LA MEMOIRE INVOLONTAIRE

Nittis, Petit déjeuner dans le jardin Dès les premières ébauches du Contre Sainte-Beuve, en 1909, le thème de la mémoire involontaire fait son apparition dans le cadre du réveil du Narrateur. Au sortir du sommeil profond de la nuit, les sensations physiques qu'il éprouve le font se remémorer les lieux où il a dormi autrefois. A partir de ce moment, le récit se développe et va donner naissance au roman dont sortira la future Recherche. Proust continuera en effet d'exploiter ce thème et, dès le début de Du côté de chez Swann, le fameux épisode de la "madeleine trempée dans du thé" par le Narrateur ressuscite aussitôt "Combray et ses environs" et par là même, toute son enfance.

Dans le Temps retrouvé, les souvenirs liés la mémoire involontaire jouent un rôle déterminant dans la vocation du Narrateur. Revenu à Paris, après la guerre, il va revivre son passé, grâce à une série de réminiscences de ce type, lors de la matinée chez la Princesse de Guermantes.

Lorsqu'il bute dans la cour de son hôtel sur des pavés "mal équarris", il éprouve une félicité comparable à celle qu'il avait ressentie par l'intermédiaire de la madeleine. Cette fois, c'est Venise où il avait trébuché sur deux dalles inégales du baptistère de Saint-Marc qui lui est restituée dans sa totalité.

Ensuite, dans la bibliothèque de la Princesse de Guermantes, il entend le bruit fait par un maître d'hôtel en heurtant une cuiller contre une assiette. Aussitôt, la sensation de félicité revient, liée à une rangée d'arbres entrevus au moment d'une panne du train dans lequel il se trouvait, en rase campagne, et qu'un employé avait réparée en donnant des coups de marteau dont le bruit était proche de celui de la cuiller frappant contre l'assiette.

Enfin, une réminiscence tactile provoquée par le contact d'une serviette de table ayant le même "genre de raideur et d'empesé" que celle de la serviette de toilette donnée par une maître d'hôtel de Balbec, fait revivre pour un instant le premier séjour au bord de la mer.

Après ces résurrections de Venise, de la campagne et de Balbec, le Narrateur, constate que l'œuvre d'art est le seul moyen d'analyser les sensations Cette interprétation est d'ailleurs confirmée par la lecture, dans la bibliothèque, d'un passage de François le Champi de George Sand qui le replonge dans son enfance où il revit la scène du baiser du soir maternel contrariée par la présence de Swann, relatée dans Combray.
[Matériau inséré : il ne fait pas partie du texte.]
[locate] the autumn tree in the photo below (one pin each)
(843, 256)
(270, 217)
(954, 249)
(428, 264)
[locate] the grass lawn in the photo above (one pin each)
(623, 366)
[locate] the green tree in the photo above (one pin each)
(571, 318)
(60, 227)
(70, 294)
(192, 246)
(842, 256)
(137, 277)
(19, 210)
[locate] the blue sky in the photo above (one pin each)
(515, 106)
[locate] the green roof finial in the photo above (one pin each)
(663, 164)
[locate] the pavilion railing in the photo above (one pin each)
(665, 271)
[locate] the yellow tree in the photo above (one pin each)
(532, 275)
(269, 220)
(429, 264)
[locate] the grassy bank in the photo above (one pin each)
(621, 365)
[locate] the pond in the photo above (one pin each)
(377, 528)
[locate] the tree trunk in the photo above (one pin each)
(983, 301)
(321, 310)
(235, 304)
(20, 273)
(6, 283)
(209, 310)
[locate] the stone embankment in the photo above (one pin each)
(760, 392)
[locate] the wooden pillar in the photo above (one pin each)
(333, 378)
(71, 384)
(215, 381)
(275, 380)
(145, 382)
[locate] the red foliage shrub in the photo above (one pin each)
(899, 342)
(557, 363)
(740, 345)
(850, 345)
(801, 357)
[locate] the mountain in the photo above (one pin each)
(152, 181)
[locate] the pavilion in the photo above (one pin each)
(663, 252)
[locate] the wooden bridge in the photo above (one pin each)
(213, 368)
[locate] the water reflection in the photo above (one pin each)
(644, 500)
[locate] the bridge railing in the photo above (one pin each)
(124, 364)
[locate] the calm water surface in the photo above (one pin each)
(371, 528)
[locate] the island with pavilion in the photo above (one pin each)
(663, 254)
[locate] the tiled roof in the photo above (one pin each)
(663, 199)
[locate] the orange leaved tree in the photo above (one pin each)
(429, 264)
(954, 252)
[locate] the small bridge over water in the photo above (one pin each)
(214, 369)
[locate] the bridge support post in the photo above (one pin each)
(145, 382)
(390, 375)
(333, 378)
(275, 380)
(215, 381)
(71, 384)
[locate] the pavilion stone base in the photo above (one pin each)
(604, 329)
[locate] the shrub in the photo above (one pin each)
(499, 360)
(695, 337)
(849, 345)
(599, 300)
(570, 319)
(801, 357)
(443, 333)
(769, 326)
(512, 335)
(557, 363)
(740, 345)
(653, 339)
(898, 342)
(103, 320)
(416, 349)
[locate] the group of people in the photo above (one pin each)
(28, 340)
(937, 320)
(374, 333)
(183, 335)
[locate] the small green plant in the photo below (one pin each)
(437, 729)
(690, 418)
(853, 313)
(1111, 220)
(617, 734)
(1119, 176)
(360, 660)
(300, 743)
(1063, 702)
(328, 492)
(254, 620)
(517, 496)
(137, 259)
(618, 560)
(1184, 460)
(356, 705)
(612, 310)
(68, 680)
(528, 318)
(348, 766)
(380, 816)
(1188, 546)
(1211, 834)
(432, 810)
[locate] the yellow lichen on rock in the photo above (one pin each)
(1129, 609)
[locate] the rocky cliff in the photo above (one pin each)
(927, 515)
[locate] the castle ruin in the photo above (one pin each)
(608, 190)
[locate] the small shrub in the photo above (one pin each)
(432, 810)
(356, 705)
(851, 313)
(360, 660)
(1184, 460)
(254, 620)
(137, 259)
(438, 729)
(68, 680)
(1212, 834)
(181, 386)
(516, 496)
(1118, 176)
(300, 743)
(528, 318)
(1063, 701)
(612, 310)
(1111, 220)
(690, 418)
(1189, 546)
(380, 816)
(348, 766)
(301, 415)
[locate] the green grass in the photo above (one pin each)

Or Le Temps retrouvé s'achève sur le départ des invités de la matinée de la Princesse de Guermantes qui évoque aussitôt le tintement de la clochette annonçant le départ de Swann qui permettait enfin à la mère du Narrateur de venir l'embrasser.

La boucle est donc bouclée. Le Narrateur se rend compte alors qu'il doit remonter le Temps pour réaliser enfin sa vocation d'écrivain.